Drivers will strike at Arriva Rail London, Avanti West Coast, CrossCountry, Greater Anglia, Great Western Railway, Hull Trains, London North Eastern Railway LNER West Midlands Trains and Southeastern.

The strike means no trains will run on Saturday on London Overground, CrossCountry, Southeastern, West Midlands Trains, London Northwestern Railway and Avanti West Coast.

Very limited services will run on the network of Greater Anglia, Great Western Railway, LNER and Hull Trains, including the Stansted Express airport service.

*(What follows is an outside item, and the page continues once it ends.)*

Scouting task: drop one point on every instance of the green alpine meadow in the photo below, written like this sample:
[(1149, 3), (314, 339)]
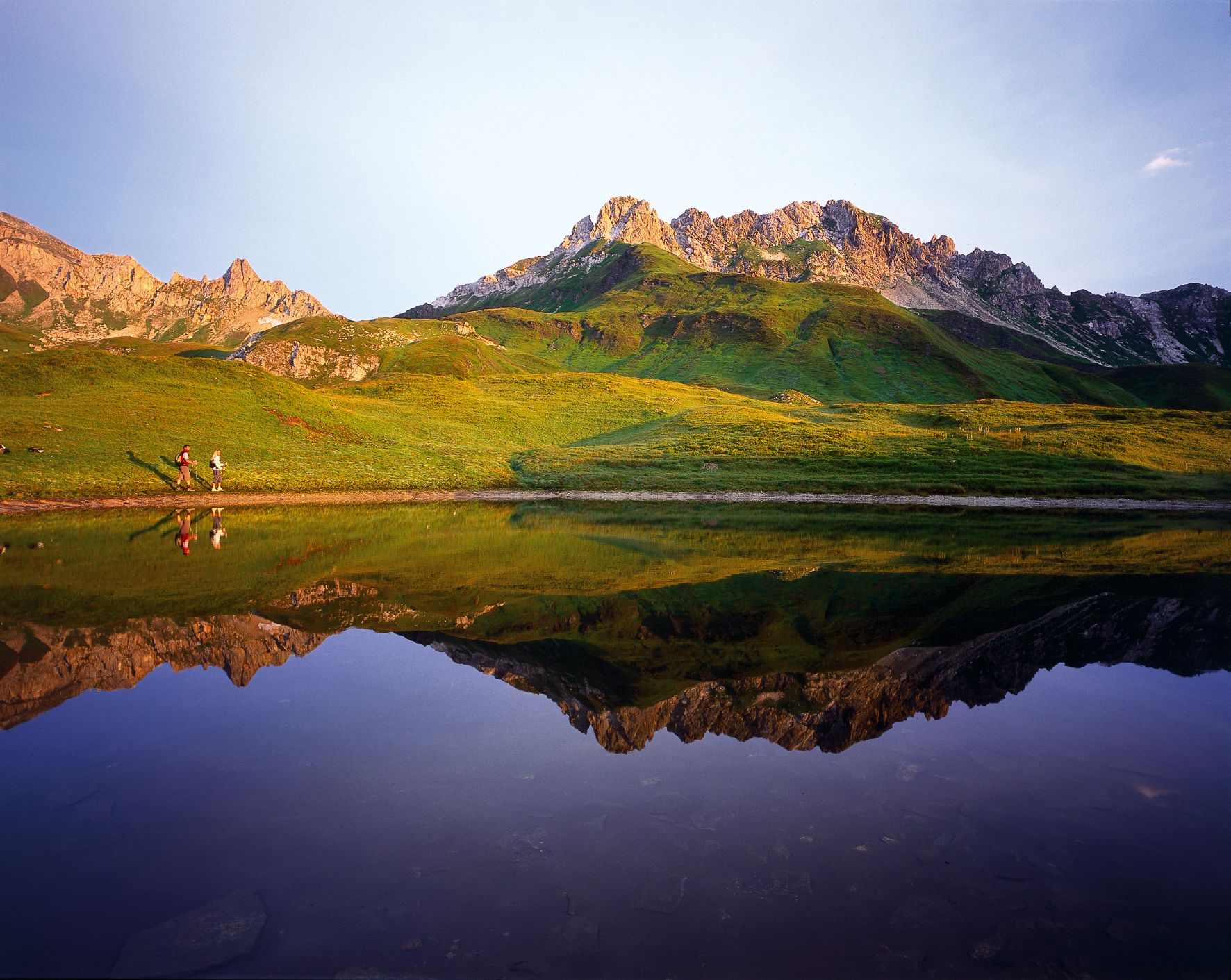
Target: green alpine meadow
[(637, 371)]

The rail industry has appealed to the unions to continue the talks. Steve Montgomery, Chair of the Rail Delivery Group, said that securing a bright future means we have to adapt Aslef's general secretary, Mick Whelan, but firms are told by the government to limit pay well below inflation without passenger numbers having recovered to pre-pandemic levels.

He said that he had been around the country speaking to drivers before the second coordinated national strike by Aslef this summer and that his members were very up for it and understand that we may be here for the long-haul Saturdays action is the first in a week of strikes by four separate transport unions that will severely curtail rail services. Trains will be disrupted for four days starting on Thursday, as 40,000 members of the RMT union at Network Rail and 14 train operators stage two 24 hour strikes on August 18 and 20. Several thousand TSSA members at Network Rail and seven train operators are expected to take action the same day.

There will be a fifth of the usual timetable if there is no signallers, while services are not expected to resume properly until late morning on the following days.

London transport will be disrupted on the day between the national rail strikes on 19 August when RMT members and some Unite members at Transport for London and London Overground will strike. Most tube and London Overground services in the capital won't run. Parts of the city will be left without buses, as 1,600 drivers in West London in the Unite union will go on strike for two days from 19 August.